Escrevo de Santa Cruz de la Sierra, quase ao fim de uma viagem de duas semanas. Nos últimos dez dias, aproveitei o tempo livre de que pude dispor para assistir programas de TV sobre política, ler jornais, ouvir pessoas, ir aos bairros pobres da periferia de Santa Cruz (no fim de semana), enfim, aproveitei esta viagem para me aprofundar ao máximo numa questão que chega ao Brasil de forma extremamente deturpada e/ou mutilada em razão dos mesmos interesses obscuros que têm feito com que uma parcela exígua dos bolivianos, a elite, venha dando um show ridículo de burrice, de intolerância e de egoísmo que beiram a bestialidade, por mais branca, instruída e rica que essa elite seja.

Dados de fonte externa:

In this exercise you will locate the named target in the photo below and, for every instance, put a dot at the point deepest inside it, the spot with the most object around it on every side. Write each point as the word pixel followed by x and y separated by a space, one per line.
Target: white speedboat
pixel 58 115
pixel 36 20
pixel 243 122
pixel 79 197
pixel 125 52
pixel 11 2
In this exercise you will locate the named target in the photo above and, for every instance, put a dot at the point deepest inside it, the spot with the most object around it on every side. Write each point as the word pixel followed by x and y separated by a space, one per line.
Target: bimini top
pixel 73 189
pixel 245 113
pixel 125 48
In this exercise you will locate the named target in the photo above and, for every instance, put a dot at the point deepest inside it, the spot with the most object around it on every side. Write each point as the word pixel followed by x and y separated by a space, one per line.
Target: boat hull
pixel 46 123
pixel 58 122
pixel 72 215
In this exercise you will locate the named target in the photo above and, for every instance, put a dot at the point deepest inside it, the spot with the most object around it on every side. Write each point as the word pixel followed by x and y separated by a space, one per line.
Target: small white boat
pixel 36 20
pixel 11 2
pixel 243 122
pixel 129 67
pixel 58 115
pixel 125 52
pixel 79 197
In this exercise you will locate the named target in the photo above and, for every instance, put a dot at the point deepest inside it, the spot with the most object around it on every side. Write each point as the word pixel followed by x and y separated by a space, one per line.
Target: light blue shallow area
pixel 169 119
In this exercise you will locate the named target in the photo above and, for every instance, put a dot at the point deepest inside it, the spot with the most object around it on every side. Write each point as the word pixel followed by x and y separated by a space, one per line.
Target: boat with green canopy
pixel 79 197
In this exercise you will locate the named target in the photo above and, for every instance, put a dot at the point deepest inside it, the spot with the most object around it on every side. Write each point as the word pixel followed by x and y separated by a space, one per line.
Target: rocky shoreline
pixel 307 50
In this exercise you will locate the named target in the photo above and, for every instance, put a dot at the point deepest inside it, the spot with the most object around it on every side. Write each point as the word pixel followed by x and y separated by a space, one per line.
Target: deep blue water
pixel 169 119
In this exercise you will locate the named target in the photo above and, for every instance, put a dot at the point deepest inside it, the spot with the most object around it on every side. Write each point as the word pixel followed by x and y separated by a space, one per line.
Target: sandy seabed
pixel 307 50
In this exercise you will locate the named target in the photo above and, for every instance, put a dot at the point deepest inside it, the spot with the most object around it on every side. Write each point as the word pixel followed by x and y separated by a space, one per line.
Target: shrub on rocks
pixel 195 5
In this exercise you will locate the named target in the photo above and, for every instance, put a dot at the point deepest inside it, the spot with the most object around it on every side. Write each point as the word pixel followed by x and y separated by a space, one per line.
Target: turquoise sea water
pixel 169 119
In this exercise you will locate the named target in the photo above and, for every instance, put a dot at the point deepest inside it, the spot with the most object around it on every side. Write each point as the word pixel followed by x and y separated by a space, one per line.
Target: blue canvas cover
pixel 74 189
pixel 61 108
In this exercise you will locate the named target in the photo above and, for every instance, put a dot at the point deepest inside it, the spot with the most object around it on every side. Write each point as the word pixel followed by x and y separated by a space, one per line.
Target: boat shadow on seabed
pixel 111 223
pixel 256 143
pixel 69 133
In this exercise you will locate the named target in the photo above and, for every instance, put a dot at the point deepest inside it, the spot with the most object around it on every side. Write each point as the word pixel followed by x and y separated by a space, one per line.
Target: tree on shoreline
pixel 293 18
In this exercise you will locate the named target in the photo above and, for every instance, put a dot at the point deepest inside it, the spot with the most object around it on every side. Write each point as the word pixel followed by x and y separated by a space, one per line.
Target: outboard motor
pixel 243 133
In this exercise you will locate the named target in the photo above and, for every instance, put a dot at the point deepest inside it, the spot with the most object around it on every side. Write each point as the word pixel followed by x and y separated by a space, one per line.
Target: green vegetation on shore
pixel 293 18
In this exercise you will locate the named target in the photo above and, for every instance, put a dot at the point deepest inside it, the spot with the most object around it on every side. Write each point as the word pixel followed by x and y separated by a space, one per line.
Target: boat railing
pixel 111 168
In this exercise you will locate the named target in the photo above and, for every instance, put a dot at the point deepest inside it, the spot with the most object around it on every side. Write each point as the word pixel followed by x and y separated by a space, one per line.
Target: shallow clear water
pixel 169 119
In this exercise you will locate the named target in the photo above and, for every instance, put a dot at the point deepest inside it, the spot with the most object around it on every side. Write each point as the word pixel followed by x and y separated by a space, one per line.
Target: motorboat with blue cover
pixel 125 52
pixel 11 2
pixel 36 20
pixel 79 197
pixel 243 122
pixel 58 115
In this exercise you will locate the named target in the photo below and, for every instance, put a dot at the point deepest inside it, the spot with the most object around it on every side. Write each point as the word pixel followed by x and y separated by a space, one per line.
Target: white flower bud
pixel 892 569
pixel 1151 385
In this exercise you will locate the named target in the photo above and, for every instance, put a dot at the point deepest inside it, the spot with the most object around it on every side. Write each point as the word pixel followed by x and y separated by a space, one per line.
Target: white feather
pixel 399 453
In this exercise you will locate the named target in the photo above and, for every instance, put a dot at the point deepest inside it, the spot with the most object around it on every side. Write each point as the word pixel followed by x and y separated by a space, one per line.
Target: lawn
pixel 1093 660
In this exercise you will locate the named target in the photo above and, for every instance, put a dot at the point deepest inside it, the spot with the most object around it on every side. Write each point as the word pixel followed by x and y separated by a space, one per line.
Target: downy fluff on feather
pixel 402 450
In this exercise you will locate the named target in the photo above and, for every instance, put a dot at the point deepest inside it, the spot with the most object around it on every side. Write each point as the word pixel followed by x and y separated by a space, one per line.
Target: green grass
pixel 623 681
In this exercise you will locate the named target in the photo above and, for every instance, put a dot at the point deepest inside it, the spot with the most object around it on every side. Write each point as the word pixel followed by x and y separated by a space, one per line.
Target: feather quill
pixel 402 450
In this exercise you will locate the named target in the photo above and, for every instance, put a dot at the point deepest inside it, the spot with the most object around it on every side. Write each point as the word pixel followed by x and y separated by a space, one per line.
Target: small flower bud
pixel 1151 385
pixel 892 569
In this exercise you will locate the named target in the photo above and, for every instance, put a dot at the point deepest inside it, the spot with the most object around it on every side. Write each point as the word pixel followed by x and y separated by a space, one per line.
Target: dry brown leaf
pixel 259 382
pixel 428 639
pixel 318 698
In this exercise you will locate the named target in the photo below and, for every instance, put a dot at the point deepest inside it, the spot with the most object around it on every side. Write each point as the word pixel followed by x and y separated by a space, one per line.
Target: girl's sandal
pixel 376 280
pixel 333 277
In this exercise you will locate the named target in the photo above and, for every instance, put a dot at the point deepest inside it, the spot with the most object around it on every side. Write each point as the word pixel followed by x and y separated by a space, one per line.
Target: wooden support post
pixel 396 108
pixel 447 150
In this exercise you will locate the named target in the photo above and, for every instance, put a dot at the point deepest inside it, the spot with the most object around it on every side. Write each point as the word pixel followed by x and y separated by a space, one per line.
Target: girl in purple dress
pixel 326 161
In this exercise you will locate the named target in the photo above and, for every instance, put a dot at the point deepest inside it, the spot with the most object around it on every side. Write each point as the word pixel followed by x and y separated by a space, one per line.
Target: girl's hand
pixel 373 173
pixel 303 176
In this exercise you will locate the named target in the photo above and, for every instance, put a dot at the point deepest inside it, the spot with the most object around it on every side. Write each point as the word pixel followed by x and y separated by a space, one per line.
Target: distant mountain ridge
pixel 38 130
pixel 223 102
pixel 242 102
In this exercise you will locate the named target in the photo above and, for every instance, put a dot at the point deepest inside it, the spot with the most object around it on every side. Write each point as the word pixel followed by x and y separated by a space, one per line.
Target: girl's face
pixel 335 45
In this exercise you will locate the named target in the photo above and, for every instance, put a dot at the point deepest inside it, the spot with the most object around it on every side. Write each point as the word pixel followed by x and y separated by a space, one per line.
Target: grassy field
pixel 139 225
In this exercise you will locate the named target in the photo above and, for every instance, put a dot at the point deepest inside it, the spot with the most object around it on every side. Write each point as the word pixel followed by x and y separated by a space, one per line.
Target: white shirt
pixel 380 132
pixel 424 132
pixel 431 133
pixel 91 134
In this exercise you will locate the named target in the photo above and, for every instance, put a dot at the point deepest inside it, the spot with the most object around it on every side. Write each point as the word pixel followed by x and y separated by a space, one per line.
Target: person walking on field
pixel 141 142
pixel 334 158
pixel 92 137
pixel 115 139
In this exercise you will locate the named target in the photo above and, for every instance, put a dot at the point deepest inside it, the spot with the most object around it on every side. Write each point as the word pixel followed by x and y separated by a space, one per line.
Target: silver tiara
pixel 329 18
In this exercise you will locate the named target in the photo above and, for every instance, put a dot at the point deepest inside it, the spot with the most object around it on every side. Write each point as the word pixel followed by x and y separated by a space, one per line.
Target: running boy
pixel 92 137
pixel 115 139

A elite, a mídia e o grande empresariado bolivianos estão tentando reproduzir o que seus congêneres venezuelanos vêm fazendo há anos na Venezuela, ou seja, tentam derrubar ou, na pior das hipóteses, paralisar um governo democraticamente eleito e que apenas tenta pôr fim à miséria de dar dó em que vivem índios que constituem a quase totalidade da população boliviana.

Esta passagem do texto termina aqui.